Now, onto your situation. Disregarding the unusual manner in which they are attempting to contact/borderline harass you, your refusal to answer the phone when they call isn’t going to work. They obviously can’t take a hint. You need to answer the phone and deal with them. Just say “Thanks for calling. I’ve passed the message to my boy and he and your kid can set something up at school if that’s what they decide to do.” Leave it up to the kids. Then talk to your boy and ask what’s up with the other kid - maybe he’s an outcast and this is a chance for your kid to be the bigger man. Maybe he’s a drug addled hoodlum and it’s a chance for your kid to learn how to deflect unwanted attention and invitations. Or maybe he’s a kid that is thoroughly humiliated by his guardians’ behavior and will be happy to leave arrangements between himself and your boy and the matter can drop.

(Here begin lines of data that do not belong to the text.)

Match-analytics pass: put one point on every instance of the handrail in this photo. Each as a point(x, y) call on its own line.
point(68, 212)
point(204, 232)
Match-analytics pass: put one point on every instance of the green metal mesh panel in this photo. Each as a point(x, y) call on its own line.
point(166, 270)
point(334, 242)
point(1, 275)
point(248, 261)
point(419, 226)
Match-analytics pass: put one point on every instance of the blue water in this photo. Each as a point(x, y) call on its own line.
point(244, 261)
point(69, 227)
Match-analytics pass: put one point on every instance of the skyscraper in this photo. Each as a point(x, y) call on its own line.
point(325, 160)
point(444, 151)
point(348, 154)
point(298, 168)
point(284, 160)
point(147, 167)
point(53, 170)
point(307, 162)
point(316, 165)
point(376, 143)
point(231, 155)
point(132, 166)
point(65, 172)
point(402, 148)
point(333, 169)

I really don’t see why it has to be any more complicated than this.

I have a 15 year old son. The last time another parent arranged a “play date” was when he was 5 or 6.

I wouldn’t leave this up to your son. This is clearly beginning with the Mother, and adults should deal with adults. The other boy is probably cringing with humiliation and rejection - my heart bleeds for him. (But that’s not your responsibility.)

Talk to the Mom, and ask her point blank what is going on. Then:

If the Mom’s answer warrants, it may be worthwhile to make a call to the school guidance office (anonymous I’d say) and let them know that the boy may be suffering neglect . . . I suspect the mom is looking for someone to watch him while she parties or goes out of town.

Does anybody else think it’s weird that the sister is getting involved in this?


I’m also wondering how old she is.

I think it’s all weird. My method of handling it probably wouldn’t work well; someone pestering me like that by phone is likely to get the telemarketer treatment (I don’t think there would be any “gently” involved).

My vote is also for, “I don’t arrange my son’s social life. Good-bye.” If there are any further calls, I guess then you can get into, “Stop calling here.” and “The police will be notified if you continue to harass us.”

Maybe the sister is attracted to the OP’s kid but is too shy to do anything about it directly, so she is trying to approach it in a roundabout fashion. At least this theory holds out the hope that the difficult, former friend’s mother isn’t arranging play dates for him at fourteen years of age.